Last year, during the peak of the global pandemic, the world created more than 700 new billionaires. In the year since, another 500 have been created – but the total wealth on the Forbes list has increased from $5 trillion to $13 trillion, the largest increase ever recorded in any one-year period. China topped the list for the highest number of new billionaires, with the US coming in second.
Meanwhile, global GDP shrank by 3.3 percent in 2020 and unemployment rates are around 1.5 percentage points higher than they were before the pandemic in most economies. This doesn’t simply raise moral questions about the distribution of wealth during a pandemic – it requires us to ask exactly how those at the top are doing so well while demand in the global economy is so subdued.
The main reason for the explosion in billionaire wealth over the course of the pandemic has been the asset purchasing programmes undertaken by central banks. In the wake of the financial crisis, and following in the footsteps of the Bank of Japan after its crisis a decade previously, central banks set about creating new money to purchase long-dated government bonds and some other assets in order to reduce yields (previously, they had primarily dealt in short-dated bonds as a way to influence interest rates).

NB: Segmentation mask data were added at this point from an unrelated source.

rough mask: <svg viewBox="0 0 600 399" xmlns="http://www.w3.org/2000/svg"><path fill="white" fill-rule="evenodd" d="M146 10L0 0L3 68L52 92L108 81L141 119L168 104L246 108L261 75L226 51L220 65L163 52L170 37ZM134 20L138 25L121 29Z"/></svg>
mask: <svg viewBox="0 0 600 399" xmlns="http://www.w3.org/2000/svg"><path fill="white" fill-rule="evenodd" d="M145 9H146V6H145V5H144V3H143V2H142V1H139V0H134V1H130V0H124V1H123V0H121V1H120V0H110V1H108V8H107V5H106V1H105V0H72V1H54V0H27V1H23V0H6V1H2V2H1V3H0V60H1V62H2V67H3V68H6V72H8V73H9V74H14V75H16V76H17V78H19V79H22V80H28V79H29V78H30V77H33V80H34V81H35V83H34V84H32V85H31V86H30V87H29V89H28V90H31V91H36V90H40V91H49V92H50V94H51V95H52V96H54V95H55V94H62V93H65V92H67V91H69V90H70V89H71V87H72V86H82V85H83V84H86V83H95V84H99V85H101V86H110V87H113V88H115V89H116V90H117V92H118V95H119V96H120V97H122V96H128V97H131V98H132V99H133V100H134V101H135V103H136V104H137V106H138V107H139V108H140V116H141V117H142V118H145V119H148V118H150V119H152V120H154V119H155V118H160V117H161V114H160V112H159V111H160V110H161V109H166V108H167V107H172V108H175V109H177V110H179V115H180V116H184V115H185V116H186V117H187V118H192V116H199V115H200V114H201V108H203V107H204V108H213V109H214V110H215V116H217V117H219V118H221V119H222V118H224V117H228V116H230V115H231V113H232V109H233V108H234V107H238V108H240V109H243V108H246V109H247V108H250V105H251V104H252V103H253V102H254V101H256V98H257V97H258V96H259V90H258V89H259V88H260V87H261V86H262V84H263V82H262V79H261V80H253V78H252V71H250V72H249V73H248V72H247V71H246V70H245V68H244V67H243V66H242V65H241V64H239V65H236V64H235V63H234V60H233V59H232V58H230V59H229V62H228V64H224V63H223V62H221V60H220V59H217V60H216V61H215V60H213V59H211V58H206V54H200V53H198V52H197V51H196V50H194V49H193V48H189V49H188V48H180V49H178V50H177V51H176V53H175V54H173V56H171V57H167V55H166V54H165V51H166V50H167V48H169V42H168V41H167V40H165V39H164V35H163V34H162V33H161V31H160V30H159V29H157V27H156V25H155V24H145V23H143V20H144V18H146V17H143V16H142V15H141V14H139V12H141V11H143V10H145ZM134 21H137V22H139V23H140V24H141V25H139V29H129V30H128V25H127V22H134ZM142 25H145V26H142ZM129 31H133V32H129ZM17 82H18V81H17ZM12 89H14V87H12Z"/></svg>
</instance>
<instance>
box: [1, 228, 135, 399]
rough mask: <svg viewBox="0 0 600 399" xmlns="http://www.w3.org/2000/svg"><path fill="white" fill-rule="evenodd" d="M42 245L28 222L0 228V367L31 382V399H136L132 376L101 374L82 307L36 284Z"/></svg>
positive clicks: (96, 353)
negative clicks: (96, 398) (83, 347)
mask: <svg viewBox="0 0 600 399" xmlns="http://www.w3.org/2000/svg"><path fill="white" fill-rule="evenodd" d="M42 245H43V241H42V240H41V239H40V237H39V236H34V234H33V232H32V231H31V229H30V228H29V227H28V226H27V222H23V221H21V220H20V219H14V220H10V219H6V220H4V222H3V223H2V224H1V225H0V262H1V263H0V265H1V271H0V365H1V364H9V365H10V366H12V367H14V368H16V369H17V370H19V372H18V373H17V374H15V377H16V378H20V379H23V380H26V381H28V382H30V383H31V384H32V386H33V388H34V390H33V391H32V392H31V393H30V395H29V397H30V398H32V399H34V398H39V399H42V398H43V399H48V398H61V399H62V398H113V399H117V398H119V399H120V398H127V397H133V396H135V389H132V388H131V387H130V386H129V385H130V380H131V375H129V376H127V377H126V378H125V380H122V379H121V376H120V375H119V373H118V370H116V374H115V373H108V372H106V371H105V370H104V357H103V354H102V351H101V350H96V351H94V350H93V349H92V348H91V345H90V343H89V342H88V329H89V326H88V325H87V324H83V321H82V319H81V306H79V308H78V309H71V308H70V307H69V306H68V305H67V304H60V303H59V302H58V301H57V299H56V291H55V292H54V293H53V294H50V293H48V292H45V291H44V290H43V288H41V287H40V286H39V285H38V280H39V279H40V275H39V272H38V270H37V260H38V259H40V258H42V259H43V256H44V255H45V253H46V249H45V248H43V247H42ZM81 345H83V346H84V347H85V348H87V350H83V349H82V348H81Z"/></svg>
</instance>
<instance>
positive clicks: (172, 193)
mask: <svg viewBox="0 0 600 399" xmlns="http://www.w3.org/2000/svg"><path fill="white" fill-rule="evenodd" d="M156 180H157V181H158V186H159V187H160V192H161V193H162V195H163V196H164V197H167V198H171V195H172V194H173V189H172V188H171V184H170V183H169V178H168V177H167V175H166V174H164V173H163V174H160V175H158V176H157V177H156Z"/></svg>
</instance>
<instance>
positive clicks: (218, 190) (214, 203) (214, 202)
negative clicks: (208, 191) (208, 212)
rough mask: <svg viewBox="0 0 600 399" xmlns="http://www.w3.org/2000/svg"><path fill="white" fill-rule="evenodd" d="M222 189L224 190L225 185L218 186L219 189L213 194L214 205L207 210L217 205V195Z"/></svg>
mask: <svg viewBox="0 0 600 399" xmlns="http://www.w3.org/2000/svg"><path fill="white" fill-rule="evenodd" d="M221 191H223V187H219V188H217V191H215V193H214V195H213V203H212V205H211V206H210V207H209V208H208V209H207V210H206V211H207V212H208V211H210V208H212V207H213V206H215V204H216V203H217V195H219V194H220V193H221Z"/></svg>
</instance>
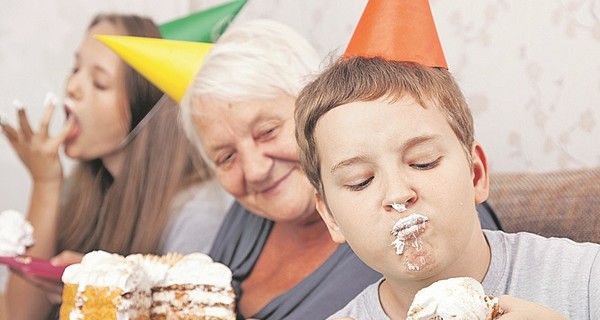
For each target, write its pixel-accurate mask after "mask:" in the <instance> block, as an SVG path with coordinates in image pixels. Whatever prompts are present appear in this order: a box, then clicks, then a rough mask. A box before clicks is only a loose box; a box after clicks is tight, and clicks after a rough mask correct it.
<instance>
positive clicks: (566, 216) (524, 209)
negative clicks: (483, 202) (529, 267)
mask: <svg viewBox="0 0 600 320" xmlns="http://www.w3.org/2000/svg"><path fill="white" fill-rule="evenodd" d="M488 202H489V203H490V205H491V206H492V208H494V210H495V211H496V214H497V215H498V217H499V218H500V223H501V224H502V228H503V229H504V230H505V231H507V232H519V231H527V232H532V233H536V234H539V235H542V236H546V237H566V238H570V239H573V240H575V241H578V242H586V241H589V242H596V243H600V167H596V168H586V169H577V170H559V171H553V172H544V173H493V172H492V173H490V196H489V198H488Z"/></svg>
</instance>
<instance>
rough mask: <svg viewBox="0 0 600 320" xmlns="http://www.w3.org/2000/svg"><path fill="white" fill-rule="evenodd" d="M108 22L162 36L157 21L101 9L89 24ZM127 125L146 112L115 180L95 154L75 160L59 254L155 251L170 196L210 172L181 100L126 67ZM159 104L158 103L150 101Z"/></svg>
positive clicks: (64, 219) (125, 148)
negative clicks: (165, 97) (182, 105)
mask: <svg viewBox="0 0 600 320" xmlns="http://www.w3.org/2000/svg"><path fill="white" fill-rule="evenodd" d="M102 21H109V22H110V23H113V24H114V25H116V26H117V27H118V28H122V30H123V33H124V34H125V35H133V36H145V37H160V33H159V31H158V28H157V27H156V25H155V24H154V23H153V22H152V21H151V20H150V19H147V18H142V17H139V16H132V15H119V14H104V15H98V16H96V17H95V19H94V20H93V21H92V23H91V24H90V27H92V26H94V25H96V24H98V23H100V22H102ZM123 66H124V69H125V77H124V78H125V79H124V84H125V88H126V89H125V90H126V92H127V98H128V102H129V106H130V110H131V128H134V127H135V126H136V125H137V124H138V123H139V122H140V121H142V119H143V118H144V117H145V116H146V115H147V114H148V112H150V110H151V109H152V107H153V106H154V108H159V109H157V110H154V111H153V112H152V113H154V114H151V115H149V118H148V119H146V120H144V121H145V124H144V127H143V128H142V129H141V130H140V131H139V132H138V133H137V135H136V136H135V138H133V140H131V141H130V142H129V143H128V144H127V145H126V146H125V149H124V154H125V157H124V164H123V167H122V171H121V173H120V175H119V177H118V178H117V179H113V177H112V176H111V174H110V173H109V172H108V170H107V169H106V168H105V167H104V165H103V164H102V161H101V160H99V159H96V160H91V161H84V162H81V163H79V164H78V165H77V166H76V167H75V168H74V170H73V173H72V174H71V175H70V177H69V179H68V180H67V182H66V184H65V185H66V186H65V196H63V201H62V204H61V212H60V215H59V223H58V229H57V235H58V236H57V239H58V243H57V252H61V251H63V250H74V251H77V252H82V253H86V252H89V251H92V250H105V251H109V252H114V253H120V254H123V255H126V254H130V253H160V250H161V237H162V234H163V231H164V228H165V226H166V225H167V222H168V220H169V217H170V214H171V209H172V208H171V206H172V200H173V198H174V197H175V195H176V194H177V193H178V192H179V191H181V190H182V189H184V188H186V187H188V186H190V185H192V184H194V183H198V182H201V181H204V180H206V179H208V178H210V176H211V173H210V170H209V169H208V168H207V166H206V165H205V164H204V162H203V161H202V160H201V159H200V158H199V156H198V155H197V152H196V151H195V148H194V147H193V146H191V144H190V143H189V142H188V141H187V139H186V138H185V135H184V133H183V131H182V129H181V128H180V126H179V125H178V123H177V117H178V111H179V110H178V105H177V104H176V103H175V102H174V101H173V100H170V99H162V100H161V101H160V102H158V104H157V101H159V99H160V97H161V96H162V93H161V92H160V91H159V90H158V89H157V88H156V87H154V86H153V85H152V84H150V83H149V82H148V81H146V80H145V79H144V78H143V77H142V76H140V75H139V74H138V73H137V72H135V71H134V70H132V69H131V68H130V67H128V66H125V64H124V63H123ZM155 104H156V105H155Z"/></svg>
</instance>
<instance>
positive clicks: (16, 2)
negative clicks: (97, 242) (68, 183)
mask: <svg viewBox="0 0 600 320" xmlns="http://www.w3.org/2000/svg"><path fill="white" fill-rule="evenodd" d="M223 2H225V1H224V0H169V1H162V0H128V1H119V0H86V1H72V0H45V1H35V0H4V2H3V10H1V11H0V70H2V76H1V78H0V112H2V113H3V114H4V115H6V116H7V117H8V118H9V119H10V120H11V121H14V110H13V108H12V101H13V99H15V98H19V99H21V100H23V101H24V102H25V103H26V104H27V105H28V111H29V112H30V113H31V120H32V122H33V123H37V122H38V120H39V117H40V113H41V103H42V101H43V98H44V96H45V93H46V92H47V91H48V90H52V91H55V92H57V93H60V92H62V90H63V82H64V79H65V76H66V74H67V72H68V71H69V69H70V67H71V63H72V60H73V59H72V57H73V51H74V50H75V48H76V46H77V45H78V43H79V41H80V39H81V36H82V33H83V30H84V29H85V27H86V25H87V23H88V21H89V19H90V18H91V16H92V15H93V14H94V13H95V12H97V11H99V10H102V11H120V12H136V13H141V14H145V15H149V16H151V17H153V18H154V19H155V21H157V22H159V23H160V22H165V21H168V20H170V19H173V18H176V17H179V16H182V15H185V14H186V13H189V12H194V11H195V10H200V9H203V8H206V7H208V6H212V5H215V4H219V3H223ZM365 4H366V0H353V1H348V0H328V1H320V0H304V1H297V0H249V3H248V5H247V6H246V7H245V8H244V9H243V10H242V12H241V13H240V15H239V16H238V18H237V19H236V21H235V23H241V22H243V21H246V20H250V19H253V18H271V19H275V20H279V21H282V22H285V23H287V24H289V25H290V26H292V27H293V28H295V29H297V30H298V31H299V32H300V33H301V34H303V35H304V36H305V37H307V38H308V39H310V40H311V42H312V43H313V44H314V45H315V46H316V48H317V49H318V51H319V52H320V53H321V54H322V56H323V57H324V58H325V57H327V56H328V55H332V54H333V55H334V54H336V53H337V54H339V53H341V52H343V50H344V48H345V45H346V43H347V41H348V39H349V38H350V35H351V33H352V31H353V29H354V26H355V25H356V22H357V21H358V18H359V16H360V14H361V13H362V10H363V8H364V5H365ZM431 6H432V10H433V13H434V17H435V19H436V23H437V27H438V32H439V34H440V38H441V41H442V45H443V47H444V51H445V54H446V58H447V60H448V64H449V67H450V70H451V71H452V72H453V73H454V75H455V76H456V78H457V80H458V82H459V84H460V85H461V87H462V88H463V91H464V93H465V96H466V98H467V100H468V102H469V104H470V106H471V108H472V110H473V115H474V118H475V124H476V131H477V134H476V138H477V139H478V140H479V141H480V142H482V143H483V145H484V147H485V149H486V150H487V152H488V157H489V159H490V164H491V168H492V170H494V171H528V172H532V171H547V170H557V169H562V168H580V167H590V166H598V165H600V148H599V147H597V145H598V144H597V141H598V140H600V139H599V138H600V125H599V122H600V59H598V58H597V57H600V20H599V19H600V18H599V17H600V4H599V3H598V2H597V1H594V0H563V1H552V2H548V1H544V0H534V1H516V0H513V1H509V0H498V1H492V2H489V1H476V0H469V1H443V0H431ZM62 117H63V116H62V114H60V112H57V113H56V114H55V121H54V126H53V130H56V129H58V128H59V127H60V124H61V123H62ZM69 164H70V163H69V162H66V165H67V167H68V166H69ZM29 187H30V182H29V177H28V174H27V171H26V170H25V169H24V168H23V166H22V165H21V163H20V162H19V161H18V159H17V158H16V156H15V154H14V152H13V151H12V149H11V148H10V146H9V145H8V143H7V141H6V139H5V138H4V137H0V210H5V209H9V208H13V209H17V210H20V211H23V212H24V211H25V210H26V209H27V197H28V193H29ZM1 277H2V275H1V273H0V285H2V279H1Z"/></svg>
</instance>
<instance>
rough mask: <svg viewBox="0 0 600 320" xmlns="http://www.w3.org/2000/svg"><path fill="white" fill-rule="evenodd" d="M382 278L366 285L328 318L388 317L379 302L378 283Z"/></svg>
mask: <svg viewBox="0 0 600 320" xmlns="http://www.w3.org/2000/svg"><path fill="white" fill-rule="evenodd" d="M383 280H384V279H383V278H382V279H380V280H378V281H377V282H375V283H373V284H371V285H369V286H368V287H366V288H365V289H364V290H363V291H362V292H361V293H360V294H358V295H357V296H356V297H355V298H354V299H352V301H350V302H349V303H348V304H347V305H346V306H345V307H344V308H342V309H341V310H340V311H338V312H336V313H335V314H333V315H331V316H330V317H328V318H327V319H328V320H333V319H339V318H347V317H350V318H353V319H382V320H385V319H389V318H388V317H387V316H386V314H385V312H384V311H383V308H382V307H381V304H380V303H379V285H380V284H381V283H382V282H383Z"/></svg>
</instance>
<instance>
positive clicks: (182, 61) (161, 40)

The idea behind what is now commonly known as quantitative easing was that pushing down yields on long-dated government bonds would encourage investors to purchase other assets, like equities. Some argue that this was simply a measure designed to increase lending and investment; others argue that central banks were actively attempting to increase asset prices, enriching the wealthy, based on the assumption that that wealth would ‘trickle down’ to everyone else.
Whatever their original intentions, central bank asset purchases have unquestionably led to significant asset price inflation and increased wealth inequality. If that trend was not obvious in the run up to the Covid-19 pandemic—US equities had undergone their longest bull run in history and many observers were pointing to a bubble in high-yield corporate debt—then it is certainly obvious today.